Following this reminder of the sinfulness of all people, Paul points out in v19 that the law, in what we today call the Old Testament, was written to the Jewish people. The words so that every mouth may be stopped come as a reference to court customs of the Jewish people. When someone was done with their defense, they would put their hand over their mouth to signify they were finished speaking in their own defense.
Since the law was given to the Jewish people, their mouths are silenced, for there is nothing else they can say in their defense. They were given the law, and Paul was certain to point out that they did not keep the law.
In v20, Paul gives the clarification the Jewish people needed to hear: no one can be justified by upkeeping the law. Yes, they had the law, but they were unable to keep it.

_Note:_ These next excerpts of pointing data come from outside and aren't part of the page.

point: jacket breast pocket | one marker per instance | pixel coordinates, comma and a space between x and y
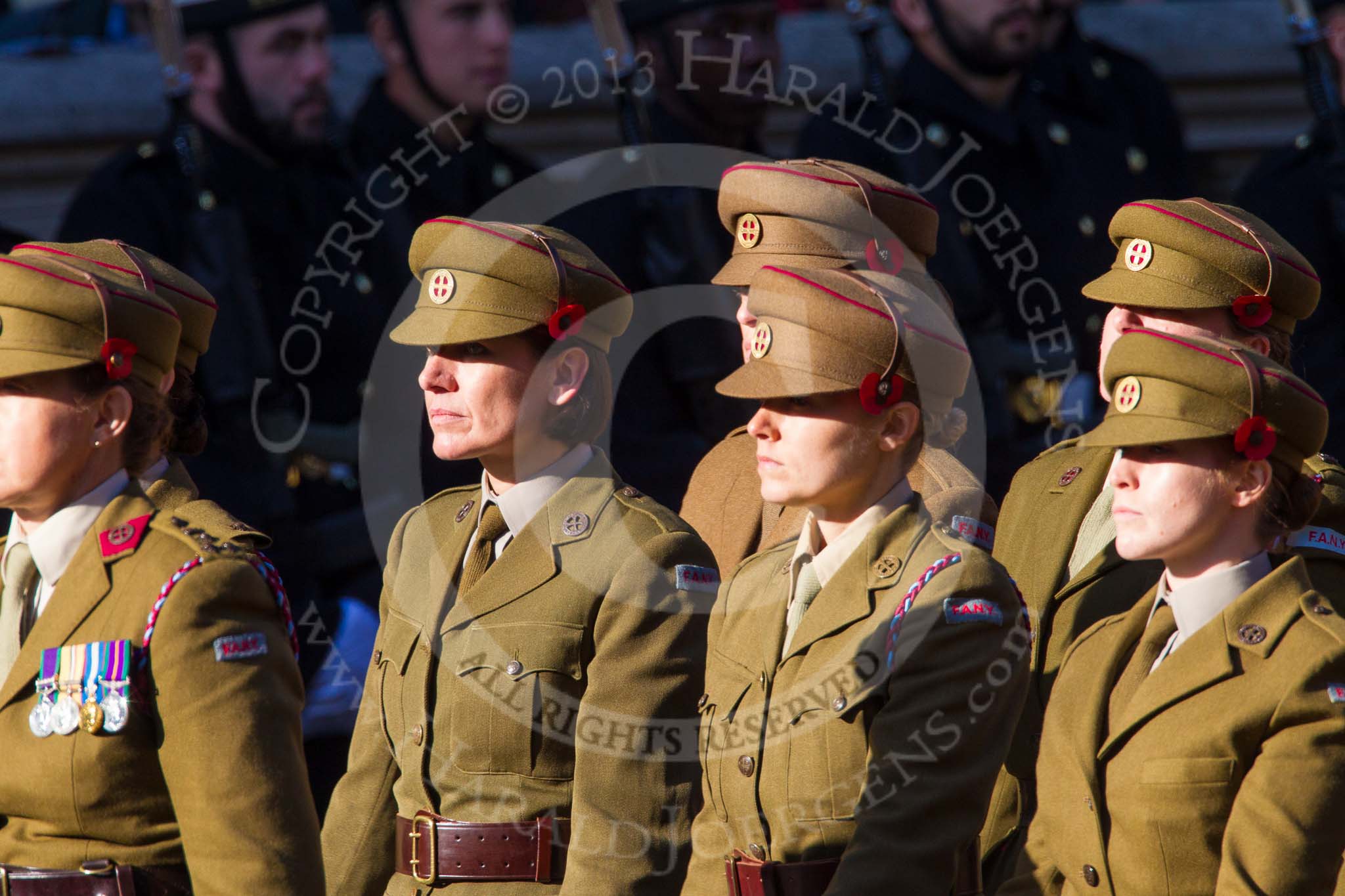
829, 750
1187, 802
396, 641
517, 699
724, 731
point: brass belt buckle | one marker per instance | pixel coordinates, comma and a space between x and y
433, 849
735, 889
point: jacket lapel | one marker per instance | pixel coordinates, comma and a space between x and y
1207, 657
850, 594
81, 589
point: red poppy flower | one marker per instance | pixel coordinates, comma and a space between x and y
1252, 310
877, 395
565, 322
118, 354
1254, 440
888, 258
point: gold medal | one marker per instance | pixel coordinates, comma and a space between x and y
91, 716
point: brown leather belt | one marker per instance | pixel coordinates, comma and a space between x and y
440, 851
93, 879
752, 878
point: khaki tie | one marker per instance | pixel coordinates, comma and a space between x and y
1157, 634
483, 547
20, 578
805, 589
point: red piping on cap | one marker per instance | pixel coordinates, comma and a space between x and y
1227, 360
875, 310
164, 309
1216, 233
124, 270
519, 242
826, 181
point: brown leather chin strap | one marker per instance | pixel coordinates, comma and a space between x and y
898, 323
142, 268
865, 190
1247, 228
562, 284
99, 288
1252, 378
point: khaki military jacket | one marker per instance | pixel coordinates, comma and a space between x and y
839, 750
724, 500
209, 770
177, 489
1039, 526
563, 683
1227, 770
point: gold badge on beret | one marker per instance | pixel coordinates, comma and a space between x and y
749, 230
441, 285
1126, 395
1138, 254
762, 341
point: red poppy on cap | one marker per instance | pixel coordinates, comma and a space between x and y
1252, 310
565, 322
885, 259
118, 354
1254, 440
877, 395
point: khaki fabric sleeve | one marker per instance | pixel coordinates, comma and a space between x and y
635, 762
232, 752
939, 739
1283, 837
361, 824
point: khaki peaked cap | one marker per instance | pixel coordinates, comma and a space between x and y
61, 313
821, 331
125, 264
1173, 389
1179, 254
807, 214
485, 280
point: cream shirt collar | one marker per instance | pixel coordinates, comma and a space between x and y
155, 473
827, 562
1199, 602
519, 504
55, 542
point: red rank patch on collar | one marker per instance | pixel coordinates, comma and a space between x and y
123, 539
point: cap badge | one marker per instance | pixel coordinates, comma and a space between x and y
749, 232
441, 285
762, 340
1138, 254
1126, 395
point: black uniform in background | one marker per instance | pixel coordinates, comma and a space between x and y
1024, 210
667, 414
1292, 190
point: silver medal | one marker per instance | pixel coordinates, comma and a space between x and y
39, 720
65, 715
115, 711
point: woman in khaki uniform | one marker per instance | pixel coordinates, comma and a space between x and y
1195, 743
862, 677
150, 700
527, 723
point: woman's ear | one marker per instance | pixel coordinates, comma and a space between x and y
900, 425
571, 370
1250, 482
114, 414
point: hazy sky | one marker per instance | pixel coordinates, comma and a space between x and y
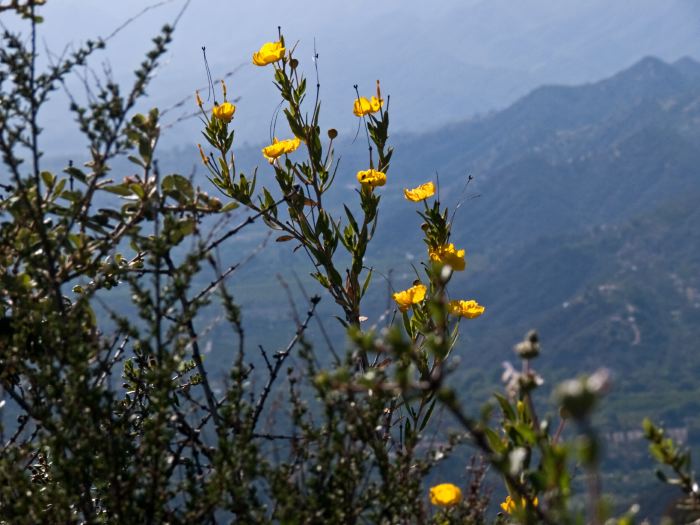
440, 62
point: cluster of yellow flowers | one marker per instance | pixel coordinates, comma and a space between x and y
447, 255
449, 495
366, 106
414, 295
445, 495
279, 148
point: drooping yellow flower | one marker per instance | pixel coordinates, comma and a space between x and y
269, 53
420, 193
414, 295
364, 106
447, 254
371, 178
224, 111
279, 148
509, 505
445, 495
469, 309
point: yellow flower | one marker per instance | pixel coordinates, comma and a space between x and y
469, 309
224, 111
371, 178
414, 295
420, 193
509, 504
445, 495
447, 254
364, 107
269, 53
279, 148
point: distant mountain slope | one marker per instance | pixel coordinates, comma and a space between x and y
563, 158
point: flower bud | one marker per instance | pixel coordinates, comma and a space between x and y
529, 348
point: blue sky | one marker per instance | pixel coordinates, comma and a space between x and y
440, 63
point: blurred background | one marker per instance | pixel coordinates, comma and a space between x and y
578, 121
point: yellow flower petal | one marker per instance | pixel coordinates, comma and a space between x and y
447, 254
371, 178
414, 295
279, 148
469, 309
445, 495
420, 193
269, 53
224, 111
363, 106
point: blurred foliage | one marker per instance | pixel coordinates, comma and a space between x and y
116, 417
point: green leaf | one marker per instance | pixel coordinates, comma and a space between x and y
120, 189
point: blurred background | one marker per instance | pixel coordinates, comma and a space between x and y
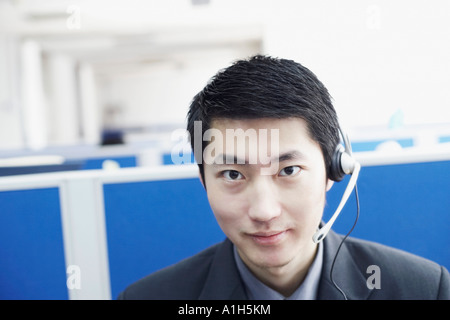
92, 85
74, 71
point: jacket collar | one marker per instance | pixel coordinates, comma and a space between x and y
223, 281
346, 273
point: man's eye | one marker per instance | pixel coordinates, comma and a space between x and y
290, 171
232, 175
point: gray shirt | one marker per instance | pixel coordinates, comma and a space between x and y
256, 290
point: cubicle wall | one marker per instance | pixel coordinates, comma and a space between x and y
88, 234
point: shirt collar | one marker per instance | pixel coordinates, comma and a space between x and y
256, 290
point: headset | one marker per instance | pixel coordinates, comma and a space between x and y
342, 163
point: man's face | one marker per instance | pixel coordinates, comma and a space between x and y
271, 218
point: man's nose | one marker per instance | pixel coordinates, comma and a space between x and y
264, 201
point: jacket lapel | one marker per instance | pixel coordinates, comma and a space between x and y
347, 275
223, 281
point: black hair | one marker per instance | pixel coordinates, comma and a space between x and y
267, 87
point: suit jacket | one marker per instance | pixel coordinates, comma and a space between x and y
212, 274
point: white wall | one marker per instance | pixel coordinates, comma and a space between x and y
378, 58
160, 93
375, 57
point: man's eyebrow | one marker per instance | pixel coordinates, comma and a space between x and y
289, 155
233, 159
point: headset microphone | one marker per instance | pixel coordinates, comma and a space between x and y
343, 163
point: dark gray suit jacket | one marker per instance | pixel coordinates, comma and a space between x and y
212, 275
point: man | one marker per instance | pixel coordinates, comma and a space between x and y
266, 167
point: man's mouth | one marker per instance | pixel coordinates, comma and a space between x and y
268, 238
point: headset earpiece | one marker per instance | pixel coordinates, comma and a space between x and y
342, 164
336, 172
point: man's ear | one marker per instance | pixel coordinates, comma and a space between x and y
329, 184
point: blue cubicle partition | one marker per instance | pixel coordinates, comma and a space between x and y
406, 206
32, 262
154, 224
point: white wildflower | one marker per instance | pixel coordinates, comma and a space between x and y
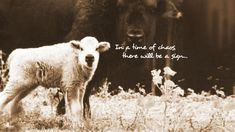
179, 91
169, 71
157, 79
169, 84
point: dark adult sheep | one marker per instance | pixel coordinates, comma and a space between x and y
69, 66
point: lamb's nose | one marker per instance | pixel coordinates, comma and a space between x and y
90, 58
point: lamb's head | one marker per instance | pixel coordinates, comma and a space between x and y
88, 50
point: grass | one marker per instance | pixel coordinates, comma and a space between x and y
130, 112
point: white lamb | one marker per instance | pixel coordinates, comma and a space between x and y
69, 66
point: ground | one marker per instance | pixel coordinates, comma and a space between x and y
128, 111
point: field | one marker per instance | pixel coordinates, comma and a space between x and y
175, 111
129, 111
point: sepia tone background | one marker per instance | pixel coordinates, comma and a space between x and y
206, 34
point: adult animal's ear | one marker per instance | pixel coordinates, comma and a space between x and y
172, 11
152, 3
103, 46
75, 44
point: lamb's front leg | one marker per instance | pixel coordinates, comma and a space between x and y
74, 105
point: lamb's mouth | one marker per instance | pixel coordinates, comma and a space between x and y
89, 65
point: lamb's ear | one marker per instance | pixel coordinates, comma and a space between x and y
75, 44
103, 46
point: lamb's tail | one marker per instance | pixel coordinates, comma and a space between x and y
4, 70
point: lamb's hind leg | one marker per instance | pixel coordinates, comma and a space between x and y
14, 108
12, 89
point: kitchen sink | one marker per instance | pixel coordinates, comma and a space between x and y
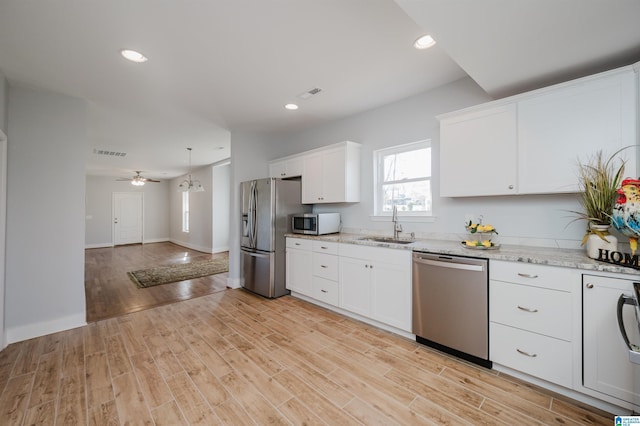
387, 240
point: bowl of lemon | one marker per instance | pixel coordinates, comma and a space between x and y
480, 236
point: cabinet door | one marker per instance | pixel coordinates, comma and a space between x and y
478, 153
277, 170
312, 180
299, 267
333, 171
607, 368
391, 286
562, 126
355, 285
286, 168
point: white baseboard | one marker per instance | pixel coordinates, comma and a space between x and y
192, 246
234, 283
101, 245
155, 240
29, 331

Instead, the function of the law is the agent through which we come to know our sin.
Learning is a life-long process. Regardless of what kind of diploma one might go on to earn, there is always more to know. Some of this is based upon our own limitations to learn, our inclination to forget, or more information being discovered.
There are different ways that we learn, through life experience, a class, or reading a book. When it comes to our sin, which is the source of our misery, the Bible is where we learn the depth of our sinfulness.
While it is unpleasant to be confronted with your own sinfulness, this serves an important role in your life. It is through this confrontation with our sin that we come to know the depth of our misery and our need for a savior.
Truly, if you had no awareness of your debt of sin, how then could you come to know your need for the grace of Jesus?
Praise God for all that He does on our behalf, including giving us the Word of God which makes us aware of our sinful state and need for redemption.
ACKNOWLEDGE WHO GOD IS: Father in heaven, your name is holy, and your law demands perfect righteousness.
ALIGN YOUR LIFE WITH GOD'S WILL: Keep me close to your law, so that I continually recognize my own sinfulness and cling even tighter to the cross of Christ.